Thursday, September 30, 2010

Senate to Obama: Respect Israel


P David Hornik

Back when Israeli prime minister Benjamin Netanyahu launched a ten-month moratorium on settlement construction in late November, the timing was not accidental. It was reasonably speculated that the expiration date—late September, i.e., now—was calculated as a point at which U.S. president Barack Obama, under whose pressure the freeze was instated in the first place, would be in a weak position. Back in November, Obama’s once-soaring domestic popularity had already taken a plunge, and it could be conjectured that he would be in the same or worse shape come September—with, moreover, his party facing midterm elections. Presumably, then, once Obama inevitably began pressuring Israel to extend the moratorium, whether or not talks with the Palestinians were taking place, he wouldn’t be able to do it with much “oomph” given Israel’s support in Congress and the U.S. public at large.

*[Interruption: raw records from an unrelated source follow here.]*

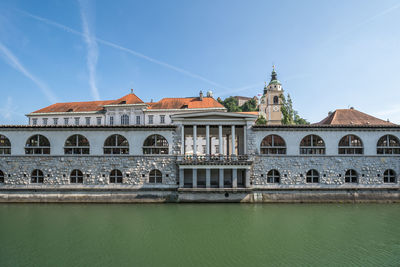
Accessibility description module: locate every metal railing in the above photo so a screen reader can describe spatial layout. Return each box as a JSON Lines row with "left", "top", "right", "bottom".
{"left": 178, "top": 154, "right": 250, "bottom": 164}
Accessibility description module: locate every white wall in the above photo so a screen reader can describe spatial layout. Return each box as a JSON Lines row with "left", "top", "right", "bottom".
{"left": 252, "top": 129, "right": 400, "bottom": 156}
{"left": 0, "top": 129, "right": 174, "bottom": 155}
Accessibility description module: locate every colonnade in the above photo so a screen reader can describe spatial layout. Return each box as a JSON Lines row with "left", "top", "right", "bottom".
{"left": 180, "top": 124, "right": 247, "bottom": 156}
{"left": 178, "top": 167, "right": 251, "bottom": 188}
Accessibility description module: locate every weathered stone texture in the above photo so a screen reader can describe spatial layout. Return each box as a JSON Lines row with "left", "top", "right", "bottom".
{"left": 252, "top": 156, "right": 400, "bottom": 186}
{"left": 0, "top": 156, "right": 177, "bottom": 186}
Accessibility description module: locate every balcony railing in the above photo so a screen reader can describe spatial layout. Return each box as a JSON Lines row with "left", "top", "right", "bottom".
{"left": 177, "top": 154, "right": 252, "bottom": 165}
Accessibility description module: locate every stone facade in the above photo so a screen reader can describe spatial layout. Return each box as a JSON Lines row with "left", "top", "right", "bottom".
{"left": 0, "top": 156, "right": 177, "bottom": 187}
{"left": 252, "top": 156, "right": 400, "bottom": 187}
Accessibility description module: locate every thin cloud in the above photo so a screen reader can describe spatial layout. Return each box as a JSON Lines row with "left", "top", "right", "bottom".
{"left": 0, "top": 41, "right": 57, "bottom": 103}
{"left": 326, "top": 2, "right": 400, "bottom": 43}
{"left": 16, "top": 9, "right": 230, "bottom": 91}
{"left": 78, "top": 0, "right": 100, "bottom": 100}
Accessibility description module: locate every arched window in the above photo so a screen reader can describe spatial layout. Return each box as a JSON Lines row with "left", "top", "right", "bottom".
{"left": 345, "top": 169, "right": 358, "bottom": 183}
{"left": 383, "top": 169, "right": 396, "bottom": 183}
{"left": 149, "top": 169, "right": 162, "bottom": 184}
{"left": 143, "top": 134, "right": 169, "bottom": 154}
{"left": 70, "top": 169, "right": 83, "bottom": 184}
{"left": 25, "top": 135, "right": 50, "bottom": 154}
{"left": 300, "top": 135, "right": 325, "bottom": 154}
{"left": 306, "top": 169, "right": 319, "bottom": 183}
{"left": 0, "top": 170, "right": 4, "bottom": 183}
{"left": 64, "top": 134, "right": 90, "bottom": 154}
{"left": 260, "top": 135, "right": 286, "bottom": 154}
{"left": 273, "top": 96, "right": 279, "bottom": 104}
{"left": 121, "top": 114, "right": 129, "bottom": 125}
{"left": 104, "top": 134, "right": 129, "bottom": 154}
{"left": 338, "top": 135, "right": 363, "bottom": 154}
{"left": 267, "top": 169, "right": 280, "bottom": 183}
{"left": 0, "top": 135, "right": 11, "bottom": 154}
{"left": 377, "top": 135, "right": 400, "bottom": 154}
{"left": 31, "top": 169, "right": 44, "bottom": 183}
{"left": 109, "top": 169, "right": 123, "bottom": 183}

Has Palestinian Authority president Mahmoud Abbas outsmarted this strategy? It may well seem so.

As it turned out, Abbas continued stonewalling putative “peace talks” with Israel until the settlement moratorium had almost run out, and then claimed he was hanging his further participation on its extension. By all accounts, he only finally agreed to enter the talks under heavy U.S. and European pressure. Yet, thanks to his timing, with the end of the freeze approaching, the pressure now shifted to—Netanyahu.

And, sure enough, when the moratorium ran its course early this week without being renewed, and building, albeit small-scale, resumed in a few Israeli communities in Judea and Samaria (the West Bank), it was Israel that drew international ire.

U.S. State Department spokesman P. J. Crowley said the U.S. was “disappointed” by the building resumption. UN secretary-general Ban Ki-moon also said he was “disappointed” and “concerned at provocative actions taking place on the ground,” and claimed settlement activity was “illegal under international law.”

The same term served British foreign secretary William Hague, who said he was “disappointed to hear that the moratorium has not been renewed” and “call[ed] on Prime Minister Netanyahu and his government to show leadership to resolve this so the parties can focus on the real challenges ahead.” As for EU foreign policy chief Catherine Ashton, she too was unequivocal, saying she “strongly regrets” the resumed construction and that “the position of the EU is very clear: settlements are illegal under international law, constitute an obstacle to peace and threaten to make a two-state solution impossible.”

Whether or not the talks eventually resume, this de rigueur but significant tongue-lashing may make it seem that Abbas has again won the PR battle, setting up Israel as the villain that prefers the supposedly nefarious settlements to peace.